Contrasting financial picture of some "big" state-owned enterprises
According to a report by the Ministry of Planning and Investment, by the end of 2022, Vietnam will have about 478 enterprises in which the State holds 100% of charter capital and about 198 enterprises in which the State holds controlling shares.
The report of the Ministry of Planning and Investment on the consolidated business results of 8 months of 19 corporations and general companies that are state-owned enterprises shows that the total revenue is estimated at 781,973 billion VND (equal to 114% of the yearly plan and up 5% over the same period).
Some enterprises with large total revenue, such as Vietnam Oil and Gas Group (PVN), Vietnam National Coal and Mineral Industries Group (TKV), Vietnam National Petroleum Group (Petrolimex). Enterprises with pre-tax profit of more than 3,000 billion VND, include: PVN, State Capital Investment Corporation (SCIC), Vietnam Airports Corporation (ACV), Vietnam Chemical Group (Vinachem).
Total state budget contribution is estimated at 50,994 billion VND (equal to 126% of the annual plan and 111% compared to the same period). Enterprises contributing to the state budget are large such as Petrolimex, Southern Food Corporation, PVN, TKV, SCIC...
However, there are also some businesses with heavy losses such as Vietnam Electricity Group (EVN), losing tens of thousands of billions of VND, Vietnam Airlines losing more than 4,500 billion VND.
Notably, Vietnam Railways Corporation has had positive changes compared to previous years, with pre-tax profit reaching VND 143.9 billion (equal to 139.6% of the annual plan, equal to 193.7% compared to the same period in 2022).

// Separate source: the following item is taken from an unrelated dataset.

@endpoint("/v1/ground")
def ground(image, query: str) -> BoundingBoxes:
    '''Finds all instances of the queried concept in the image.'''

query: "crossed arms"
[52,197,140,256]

"Due to objective difficulties, some corporations and general companies have negative profits, including large-scale enterprises with important roles (EVN, Vietnam Airlines, etc.), significantly affecting the total profits of the corporations and general companies," the State Capital Management Committee at Enterprises assessed.
Explaining EVN's huge loss
Talking to Lao Dong Newspaper about the financial situation of Vietnam Electricity Group (EVN), a representative of this group said that according to financial reports, in the first 8 months of 2023, EVN is expected to lose more than 28,700 billion VND. Thus, together with the loss of 26,500 billion VND in 2022, up to now, the parent company EVN has lost a total of about 55,000 billion VND.
The reason why EVN continued to suffer large losses in the first 8 months of 2023 was due to business below cost; input fuel prices increased sharply in the first few months of 2023 (although decreased compared to 2022).
Speaking with Lao Dong, Mr. Tran Viet Hoa - Director of the Electricity Regulatory Authority (Ministry of Industry and Trade) said that currently, the price of fuel for electricity production is still unfavorable for the electricity industry, although it has decreased compared to 2022, but the price is still high compared to previous years.
Specifically, the average imported coal price in the first 6 months of 2023 is about 210 USD/ton, lower than the average in 2022 (about 360 USD/ton), but still much higher than the average in 2019 - 2021 (about 92 USD/ton). The world HSFO oil price used to determine the market gas price in the first 6 months of 2023 is about 423 USD/ton, lower than in 2022 (522 USD/ton), but still much higher than the average in 2019 - 2021 (about 344 USD/ton).
"High fuel prices continue to affect electricity purchase costs in 2023.
Especially in the first 6 months of 2023, the weather was hot, the load increased, and at the same time, hydrology encountered many disadvantages, so the electricity output from hydropower plants was low, leading to the system having to mobilize maximum thermal power plants (coal, gas and oil)," said Mr. Tran Viet Hoa.
Talking about solutions to help EVN move towards financial balance, the Director of the Electricity Regulatory Authority said that in the past and present, EVN has implemented many solutions to contribute to financial balance such as launching a nationwide electricity saving movement and solutions on electricity saving.
"However, the above solutions are only supportive. To ensure financial balance, the most important thing is to reduce fuel prices sold for electricity from domestic suppliers, optimally mobilize power generation sources, use electricity economically and effectively, and allow electricity price adjustments to recover costs that have not been fully included in electricity prices," he said.